In December 2016, the Commission on Ethics – meeting behind closed doors – ignored the findings of their own investigators, blocked an administrative hearing regarding the allegations and acquitted John Miklos on all charges.
One would think that with Governor Rick Scott in a tight race for the United States Senate, Slick Rick would have grown tired of the near-constant embarrassment of his hand-picked chairman’s greed-crazed shenanigans – but this is Florida – the rules are different here.
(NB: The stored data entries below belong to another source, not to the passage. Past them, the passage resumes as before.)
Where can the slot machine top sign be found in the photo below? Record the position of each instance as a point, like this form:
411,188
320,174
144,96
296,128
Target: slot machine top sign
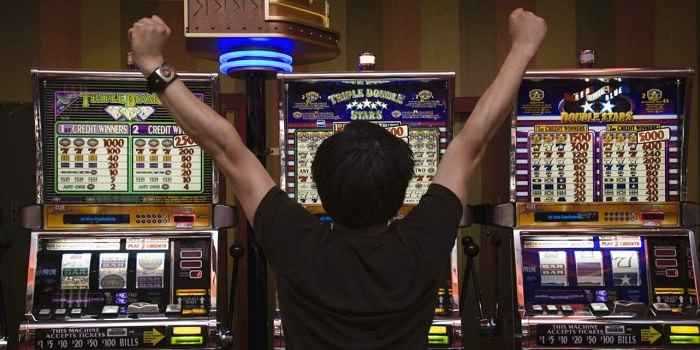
415,107
611,136
104,140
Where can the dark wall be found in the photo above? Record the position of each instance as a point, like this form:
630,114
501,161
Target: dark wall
17,181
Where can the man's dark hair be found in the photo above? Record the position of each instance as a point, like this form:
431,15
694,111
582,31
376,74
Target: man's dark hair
361,174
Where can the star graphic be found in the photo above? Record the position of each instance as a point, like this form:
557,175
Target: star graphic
607,106
587,107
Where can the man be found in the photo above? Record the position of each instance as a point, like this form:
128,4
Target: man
364,281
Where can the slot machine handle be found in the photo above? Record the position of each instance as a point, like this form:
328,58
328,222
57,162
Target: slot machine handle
4,328
236,251
226,334
474,320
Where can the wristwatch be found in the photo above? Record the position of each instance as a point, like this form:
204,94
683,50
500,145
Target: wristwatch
161,78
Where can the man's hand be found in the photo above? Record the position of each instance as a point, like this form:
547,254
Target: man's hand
527,31
247,177
148,37
466,150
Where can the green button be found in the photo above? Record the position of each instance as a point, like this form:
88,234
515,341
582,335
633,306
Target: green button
438,340
187,340
685,339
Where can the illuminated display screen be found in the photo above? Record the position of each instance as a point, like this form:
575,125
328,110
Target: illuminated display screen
599,140
108,141
581,269
416,110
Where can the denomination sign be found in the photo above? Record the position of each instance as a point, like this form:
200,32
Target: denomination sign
100,338
598,335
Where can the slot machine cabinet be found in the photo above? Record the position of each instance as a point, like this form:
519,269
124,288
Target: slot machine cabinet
125,250
416,107
600,246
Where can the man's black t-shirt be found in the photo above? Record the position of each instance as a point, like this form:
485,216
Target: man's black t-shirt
358,289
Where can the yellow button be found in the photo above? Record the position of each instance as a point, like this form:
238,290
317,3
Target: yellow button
685,329
438,340
684,339
187,330
190,292
438,330
187,340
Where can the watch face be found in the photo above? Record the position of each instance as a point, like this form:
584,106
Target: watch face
167,72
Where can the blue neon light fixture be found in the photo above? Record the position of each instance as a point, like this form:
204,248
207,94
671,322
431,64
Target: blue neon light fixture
250,54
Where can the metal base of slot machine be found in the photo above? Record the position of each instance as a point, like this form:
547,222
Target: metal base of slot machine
121,290
599,287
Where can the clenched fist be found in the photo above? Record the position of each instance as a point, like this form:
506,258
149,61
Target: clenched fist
148,37
527,31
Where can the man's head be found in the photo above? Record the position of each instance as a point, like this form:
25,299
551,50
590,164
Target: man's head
361,174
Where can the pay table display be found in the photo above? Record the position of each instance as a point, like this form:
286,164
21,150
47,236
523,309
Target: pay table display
415,107
111,145
124,243
602,253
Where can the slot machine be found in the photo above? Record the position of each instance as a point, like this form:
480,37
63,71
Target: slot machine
602,245
125,248
413,106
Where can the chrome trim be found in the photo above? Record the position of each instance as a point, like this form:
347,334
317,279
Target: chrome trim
693,247
217,108
39,155
684,138
518,261
214,262
365,75
112,323
607,72
135,75
31,276
298,21
282,108
529,322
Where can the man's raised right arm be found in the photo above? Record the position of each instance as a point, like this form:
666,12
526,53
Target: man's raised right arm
468,147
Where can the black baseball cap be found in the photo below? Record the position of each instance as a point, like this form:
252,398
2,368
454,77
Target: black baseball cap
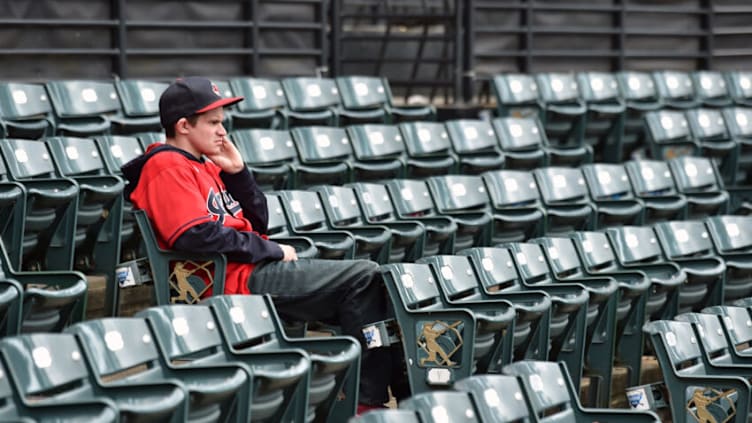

I’ve said this before, in my jaded opinion we live in the most corrupt county in the most corrupt state in the union, where the cockamamie decisions of the very ethics tribunal charged with protecting us from politicians and political appointees with a profit motive reverse the conclusions of professional investigators and thwart the process for an independent finding of fact.
In my view, it is prima facie evidence that We, The People are screwed.
I believe John Miklos, and the shameless developers he serves, epitomize the worst-of-the-worst – leeches that thrive in a system where cheap enablers and appointed fixers are permitted to subvert the rules and give their collective middle-finger to the regulatory agencies they control – all while openly destroying the environment, churning wetlands and wildlife habitat into muck, and turning our few remaining natural places into moonscapes in their brazen pursuit of the almighty dollar in a place where the ends will always justify the means.